Within our everyday lives, even though you may not have noticed it, we use virtual assistants that help to compose messages with our voice, listen to emails, or control our in-car systems. Although it appears that consumers are keen to make the change to voice command, marketers don’t appear to as keen.
Conducted by BrightEdge, research has suggested that 31% of those surveyed believe that voice search and queries are the next big thing; however, 62% believe that they have no plan in regards to how they will optimise searches that are conversational when used through this technology. If those working in SEO are to stay ahead of the trend, then a long-term plan regarding how to respond to voice-lead search should be implemented now, rather than later.
Understanding the intent of a user’s search, and leveraging intent signals are crucial to understanding and optimising accordingly for this type of search, because these searches are conversationally driven by their very nature when consumers use their voice.
Current data on this issue would also suggest the importance of context and intent; as Google reports, 70% of those using Google Assistant speak to their device as though they were another person, by using natural language.
This is unlike the way users would utilise their text box in a search engine, as manual text searches are more specific and more considered in the way that keywords are placed semantically within the search engine.
The outcome of this will be that new meanings, and new search results will arise from the conversational way in which users of this new platform will begin to utilise voice-driven search. In this way, searches are becoming more focused around ‘who’, ‘what’, ‘where’, ‘when’, and ‘how’ types of queries, as well as searches that are driven more towards actions, which dynamically changes the way queries will be optimised in order to gain the most relevant search results for consumers.
Although those working in SEO can’t truly understand the impact of voice-search just yet, there are four key considerations that can be utilised to help master how this type of search will change the way users interact with search engines.
Keep in mind that voice-driven queries differ from traditional forms of search based queries. The former is more conversational than the latter, so it’s important to think of searcher intent dependent upon the type of question-based queries users will inevitably ask. Based on the anticipated context of the search, it’s important to deliver more accurate results as a result of this fact.
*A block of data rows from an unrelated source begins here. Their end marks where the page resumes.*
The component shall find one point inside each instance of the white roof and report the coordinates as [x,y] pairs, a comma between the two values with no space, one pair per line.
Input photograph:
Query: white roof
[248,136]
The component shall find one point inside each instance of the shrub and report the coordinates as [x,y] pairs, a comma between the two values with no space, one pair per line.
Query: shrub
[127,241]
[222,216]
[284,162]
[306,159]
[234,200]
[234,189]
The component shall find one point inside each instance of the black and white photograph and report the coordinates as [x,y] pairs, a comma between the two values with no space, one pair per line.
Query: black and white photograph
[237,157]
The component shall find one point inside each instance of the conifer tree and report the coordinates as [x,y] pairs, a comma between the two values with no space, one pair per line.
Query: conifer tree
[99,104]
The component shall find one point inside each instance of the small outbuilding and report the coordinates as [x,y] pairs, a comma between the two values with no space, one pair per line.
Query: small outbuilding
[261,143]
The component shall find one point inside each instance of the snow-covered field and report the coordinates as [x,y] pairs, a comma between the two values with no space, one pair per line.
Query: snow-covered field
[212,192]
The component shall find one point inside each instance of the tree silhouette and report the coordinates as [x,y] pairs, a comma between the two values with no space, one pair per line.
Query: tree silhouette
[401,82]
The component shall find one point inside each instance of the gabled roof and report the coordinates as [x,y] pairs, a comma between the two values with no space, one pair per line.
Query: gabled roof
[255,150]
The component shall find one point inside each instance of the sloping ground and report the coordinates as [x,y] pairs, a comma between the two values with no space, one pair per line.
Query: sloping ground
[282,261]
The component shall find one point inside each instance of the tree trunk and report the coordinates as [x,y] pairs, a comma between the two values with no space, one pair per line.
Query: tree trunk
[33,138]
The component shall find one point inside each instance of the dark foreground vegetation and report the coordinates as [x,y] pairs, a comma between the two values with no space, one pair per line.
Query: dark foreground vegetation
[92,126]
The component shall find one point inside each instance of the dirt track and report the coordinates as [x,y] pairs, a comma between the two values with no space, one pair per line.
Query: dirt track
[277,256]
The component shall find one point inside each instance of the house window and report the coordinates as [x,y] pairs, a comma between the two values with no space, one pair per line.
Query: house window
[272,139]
When it comes to targeting keywords within a search query, long-tail phrases that include ‘who’, ‘what’, ‘where’, ‘when’, and ‘how’ are important due to their conversational nature. What this means, is that long-tail phrases should include these types of phrases, so that they match to content that answer these types of questions; onsite content then, should be tailored around these longer-tail keyword phrases (organic and paid) to maximise the impact of a user’s search.
Content, although not always, should be written in a more conversational tone, which helps to capture natural-language processing when a user utilises voice-search. When consumers use their phone to search, structured data markup onsite should appeal to long-tail topics as part of a variety of content, which help to answer user’s questions when using voice-search.
The overlap is clear between voice-driven searches and mobile devices. Therefore, content should always be optimised for mobile devices, and it should also be optimised for speed; with a mobile-friendly layout, this means content will be valuable for consumers using voice-search on a mobile device. The key to remember, is that if content is optimised for mobile, it is on its way to being optimised for voice.